Starting with Raw Data
I began with three distinct Amazon review datasets, which were then merged and cleaned.
PART 1: Data Pre-processing
I began by cleaning and combining these datasets, standardizing columns, and removing duplicates to create a reliable master dataset.
# Load datasets safely
file1_data = safe_read_csv('1429_1.csv')
# ... (rest of pre-processing code) ...
# Save cleaned dataset
combined_data.to_csv('combined_reviews_cleaned.csv', index=False)
print("Dataset successfully cleaned and saved.")
After further cleanup of missing values and removing unnecessary columns, I had a reliable dataset of 7,253 rows, ready for analysis.
PART 2: Sentiment Analysis with RoBERTa
To accurately analyze sentiment, I chose RoBERTa for its strong performance. I mapped the 5-star ratings to sentiment categories (Positive, Neutral, Negative) and addressed class imbalance by oversampling the minority classes.
Results & Key Achievements
The model's performance exceeded expectations, achieving 98.6% overall accuracy. The F1-scores were balanced across all classes, showing efficient and effective training.
Classification Report: precision recall f1-score support Negative 0.99 1.00 0.99 1307 Neutral 0.97 1.00 0.98 1358 Positive 1.00 0.96 0.98 1330
PART 3: Zero-Shot Classification with DeBERTa-V3
Next, to categorize products into market segments without pre-labeled data, I used zero-shot classification with the DeBERTa-v3-large model. I defined six target categories, including "Entertainment and Immersion" and "Creative and Productivity Tools."
PART 4: Statistical Validation
To ensure our findings were not due to random chance, I applied Chi-Square testing. This validated that certain words were truly characteristic of specific product categories, with over 10,744 terms showing statistical significance (p < 0.05).

Most Significant Terms (p < 0.001)
- Creative & Productivity Tools: "tablet" (χ² = 89,481), "great" (χ² = 88,951)
- Health & Wellness: "kindle" (χ² = 749), "duracell" (χ² = 683)
These results provide clear insights. For example, the strong association of "tablet" with "Creative Tools" suggests marketing strategies should center on this device. The surprising appearance of "kindle" in "Health & Wellness" suggests customers associate reading with their wellness routines—a potential marketing angle.

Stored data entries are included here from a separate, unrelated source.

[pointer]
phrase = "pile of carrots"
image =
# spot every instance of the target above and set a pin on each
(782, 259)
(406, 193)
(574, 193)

Conclusion & Technical Notes
This project successfully demonstrated how to turn raw customer feedback into actionable business intelligence, combining advanced NLP models with robust statistical validation. The high accuracy and clear category differentiation provide a confident foundation for strategic recommendations.
- Implementation: Python with Transformers, Pandas, Scikit-learn
- Models: RoBERTa & DeBERTa-v3-large
- Hardware: GPU-enabled environment (Google Colab)
- Overall Accuracy: 98.6%